For example, with rising expenditures and declining revenues, additional government financing requirements this fiscal year are estimated at $8.8 billion, which is 14.2 per cent of the budget.
Facing constraints on domestic borrowing, the government urgently needs external financing to support key pro-poor initiatives and to inject fresh liquidity into the economy to increase aggregate demand.
In fact, IMF’s message to its members is, “please, spend as much as you can and then a little bit more,” said its managing director Kristalina Georgieva recently.
However, the lender would like to see how Bangladesh spends the money and whether the support is used to boost economic recovery, support affected exporters, to enhance social safety nets spending and aid agriculture, the finance ministry official said.
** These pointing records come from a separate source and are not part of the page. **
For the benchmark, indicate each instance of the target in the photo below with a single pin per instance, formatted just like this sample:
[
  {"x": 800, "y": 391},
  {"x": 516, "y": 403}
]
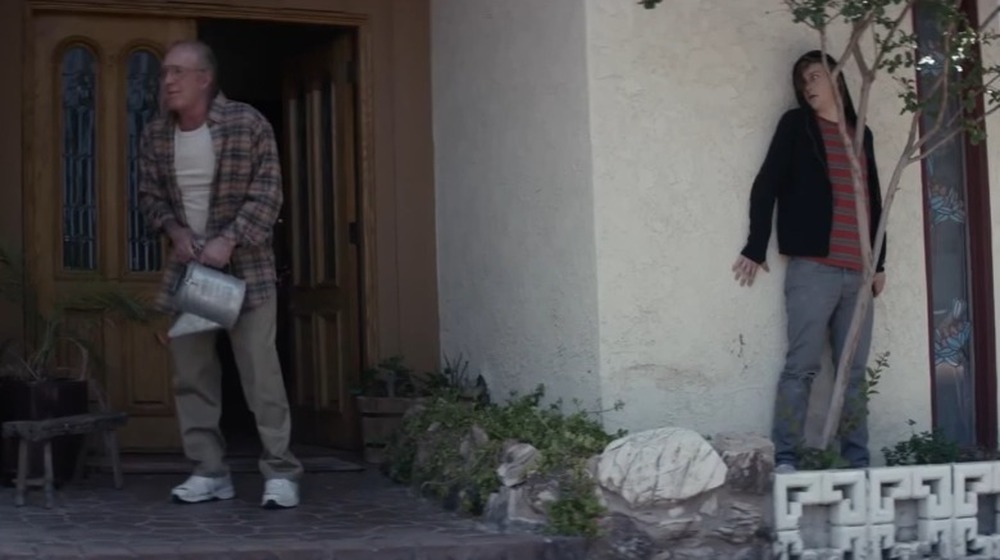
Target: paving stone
[{"x": 343, "y": 516}]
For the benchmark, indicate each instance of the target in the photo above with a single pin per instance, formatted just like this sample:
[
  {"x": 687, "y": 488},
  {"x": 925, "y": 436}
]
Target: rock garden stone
[
  {"x": 511, "y": 509},
  {"x": 660, "y": 466},
  {"x": 518, "y": 460},
  {"x": 749, "y": 459}
]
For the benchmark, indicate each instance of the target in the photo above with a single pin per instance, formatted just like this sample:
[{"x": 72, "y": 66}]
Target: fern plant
[{"x": 48, "y": 328}]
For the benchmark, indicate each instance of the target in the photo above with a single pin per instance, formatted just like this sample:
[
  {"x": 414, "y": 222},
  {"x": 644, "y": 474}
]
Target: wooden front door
[
  {"x": 95, "y": 81},
  {"x": 322, "y": 266}
]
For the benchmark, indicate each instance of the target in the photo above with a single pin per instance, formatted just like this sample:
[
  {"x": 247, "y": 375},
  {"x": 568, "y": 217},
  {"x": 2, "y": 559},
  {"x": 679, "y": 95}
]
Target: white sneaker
[
  {"x": 280, "y": 493},
  {"x": 204, "y": 489}
]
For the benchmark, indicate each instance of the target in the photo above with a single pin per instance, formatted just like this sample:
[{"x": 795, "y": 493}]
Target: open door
[
  {"x": 320, "y": 268},
  {"x": 95, "y": 81}
]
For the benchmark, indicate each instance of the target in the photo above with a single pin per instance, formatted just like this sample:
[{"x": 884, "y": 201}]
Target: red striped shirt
[{"x": 845, "y": 244}]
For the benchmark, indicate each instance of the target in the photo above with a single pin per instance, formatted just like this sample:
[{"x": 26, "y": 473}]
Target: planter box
[
  {"x": 40, "y": 400},
  {"x": 380, "y": 418}
]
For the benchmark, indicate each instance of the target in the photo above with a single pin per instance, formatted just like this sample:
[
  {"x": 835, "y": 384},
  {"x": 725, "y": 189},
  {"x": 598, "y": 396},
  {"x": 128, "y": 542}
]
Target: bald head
[{"x": 188, "y": 77}]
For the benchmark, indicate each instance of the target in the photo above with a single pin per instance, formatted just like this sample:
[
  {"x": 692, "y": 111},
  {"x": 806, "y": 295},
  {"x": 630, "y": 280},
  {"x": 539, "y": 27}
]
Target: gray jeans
[{"x": 819, "y": 301}]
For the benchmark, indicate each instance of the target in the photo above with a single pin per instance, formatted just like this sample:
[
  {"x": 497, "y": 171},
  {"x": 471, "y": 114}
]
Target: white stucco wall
[
  {"x": 594, "y": 161},
  {"x": 684, "y": 100},
  {"x": 517, "y": 276}
]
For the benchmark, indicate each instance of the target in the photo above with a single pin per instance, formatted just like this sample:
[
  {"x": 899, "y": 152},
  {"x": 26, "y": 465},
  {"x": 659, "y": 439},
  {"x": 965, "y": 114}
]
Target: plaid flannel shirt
[{"x": 246, "y": 193}]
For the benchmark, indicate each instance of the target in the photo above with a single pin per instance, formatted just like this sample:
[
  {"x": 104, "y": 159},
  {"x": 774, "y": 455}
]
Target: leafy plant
[
  {"x": 49, "y": 328},
  {"x": 924, "y": 448},
  {"x": 435, "y": 451},
  {"x": 818, "y": 458}
]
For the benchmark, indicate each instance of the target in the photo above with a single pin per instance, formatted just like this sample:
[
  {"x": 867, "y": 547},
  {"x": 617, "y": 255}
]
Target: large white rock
[{"x": 660, "y": 466}]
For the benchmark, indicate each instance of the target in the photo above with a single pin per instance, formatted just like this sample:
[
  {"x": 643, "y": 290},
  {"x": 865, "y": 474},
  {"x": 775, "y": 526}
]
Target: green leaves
[
  {"x": 427, "y": 452},
  {"x": 71, "y": 319}
]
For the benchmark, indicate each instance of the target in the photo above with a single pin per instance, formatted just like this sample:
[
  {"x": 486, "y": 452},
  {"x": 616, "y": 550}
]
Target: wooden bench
[{"x": 42, "y": 431}]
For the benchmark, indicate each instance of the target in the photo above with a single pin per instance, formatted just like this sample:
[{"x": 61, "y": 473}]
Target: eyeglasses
[{"x": 177, "y": 71}]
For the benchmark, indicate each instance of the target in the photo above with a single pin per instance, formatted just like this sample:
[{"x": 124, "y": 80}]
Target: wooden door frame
[{"x": 271, "y": 13}]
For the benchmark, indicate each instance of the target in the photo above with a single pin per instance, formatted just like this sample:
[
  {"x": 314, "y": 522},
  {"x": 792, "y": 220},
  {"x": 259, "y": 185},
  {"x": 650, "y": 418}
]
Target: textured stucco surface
[
  {"x": 517, "y": 275},
  {"x": 992, "y": 56},
  {"x": 593, "y": 174}
]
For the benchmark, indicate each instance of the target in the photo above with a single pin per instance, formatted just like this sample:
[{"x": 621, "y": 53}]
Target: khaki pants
[{"x": 198, "y": 394}]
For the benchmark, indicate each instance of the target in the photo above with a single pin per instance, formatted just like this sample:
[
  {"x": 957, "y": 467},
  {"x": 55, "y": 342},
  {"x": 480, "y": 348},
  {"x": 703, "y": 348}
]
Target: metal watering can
[{"x": 208, "y": 299}]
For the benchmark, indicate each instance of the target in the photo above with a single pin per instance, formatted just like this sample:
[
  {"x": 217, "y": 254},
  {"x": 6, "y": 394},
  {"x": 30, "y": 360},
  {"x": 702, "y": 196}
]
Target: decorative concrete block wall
[{"x": 928, "y": 511}]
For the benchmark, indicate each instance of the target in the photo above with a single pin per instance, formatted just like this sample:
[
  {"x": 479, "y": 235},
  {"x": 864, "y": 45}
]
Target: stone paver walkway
[{"x": 344, "y": 516}]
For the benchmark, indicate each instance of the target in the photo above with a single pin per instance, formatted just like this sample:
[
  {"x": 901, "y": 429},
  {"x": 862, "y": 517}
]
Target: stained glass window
[
  {"x": 948, "y": 254},
  {"x": 78, "y": 138},
  {"x": 141, "y": 94}
]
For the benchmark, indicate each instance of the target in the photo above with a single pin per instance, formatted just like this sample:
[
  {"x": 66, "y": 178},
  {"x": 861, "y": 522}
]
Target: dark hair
[
  {"x": 798, "y": 81},
  {"x": 209, "y": 63}
]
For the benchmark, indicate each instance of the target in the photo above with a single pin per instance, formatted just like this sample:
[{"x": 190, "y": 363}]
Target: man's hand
[
  {"x": 216, "y": 252},
  {"x": 745, "y": 270},
  {"x": 878, "y": 284},
  {"x": 182, "y": 240}
]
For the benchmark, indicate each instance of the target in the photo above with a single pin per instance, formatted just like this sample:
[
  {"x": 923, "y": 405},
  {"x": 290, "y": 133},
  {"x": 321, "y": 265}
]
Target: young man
[
  {"x": 807, "y": 173},
  {"x": 209, "y": 178}
]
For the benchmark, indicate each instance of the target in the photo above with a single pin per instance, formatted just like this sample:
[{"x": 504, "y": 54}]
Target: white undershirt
[{"x": 194, "y": 165}]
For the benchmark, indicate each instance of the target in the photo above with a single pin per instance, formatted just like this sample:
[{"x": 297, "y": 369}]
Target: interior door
[
  {"x": 96, "y": 80},
  {"x": 322, "y": 257}
]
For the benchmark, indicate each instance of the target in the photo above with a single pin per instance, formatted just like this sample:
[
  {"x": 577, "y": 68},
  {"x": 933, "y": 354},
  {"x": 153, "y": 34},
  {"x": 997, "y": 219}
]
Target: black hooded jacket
[{"x": 794, "y": 175}]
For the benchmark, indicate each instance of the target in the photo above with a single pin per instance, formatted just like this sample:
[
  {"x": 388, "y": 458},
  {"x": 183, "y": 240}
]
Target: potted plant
[
  {"x": 386, "y": 393},
  {"x": 35, "y": 381},
  {"x": 391, "y": 389}
]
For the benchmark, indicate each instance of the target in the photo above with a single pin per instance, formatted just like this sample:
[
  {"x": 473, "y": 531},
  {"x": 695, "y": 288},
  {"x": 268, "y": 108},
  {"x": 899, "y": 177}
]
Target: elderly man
[{"x": 210, "y": 179}]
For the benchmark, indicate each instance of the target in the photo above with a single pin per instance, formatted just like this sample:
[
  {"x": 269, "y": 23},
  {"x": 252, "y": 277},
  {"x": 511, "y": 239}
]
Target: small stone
[
  {"x": 510, "y": 509},
  {"x": 519, "y": 459},
  {"x": 710, "y": 506},
  {"x": 741, "y": 524},
  {"x": 749, "y": 461}
]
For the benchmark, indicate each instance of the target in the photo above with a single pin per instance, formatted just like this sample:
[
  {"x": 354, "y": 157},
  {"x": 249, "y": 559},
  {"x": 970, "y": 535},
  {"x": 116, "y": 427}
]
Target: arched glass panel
[
  {"x": 141, "y": 94},
  {"x": 78, "y": 78}
]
It would also like to look at whether Bangladesh spends money to strengthen its weak health system.
The government has announced an $11.2 billion pro-poor countercyclical package — which is 3.3 per cent of Bangladesh’s GDP — with a focus on social protection for the poor and support for key industries to preserve jobs.
Lending to Bangladesh would not raise eyebrows since the country has a good repayment record and the debt ratio is well within control.
Public debt in Bangladesh was $105 billion in fiscal 2018-19, which is about 34.9 per cent of GDP, and the external public and publicly guaranteed (PPG) debt ratio was 14.5 per cent of GDP. Both are low.
The additional external debt of $2.9 billion, as government projected, will increase both the external PPG debt–GDP ratio and public debt–GDP ratio by 0.9 per cent this fiscal year.
The IMF last allocated funds from the SDR to the member countries in 2009 in the wake of the global financial crisis.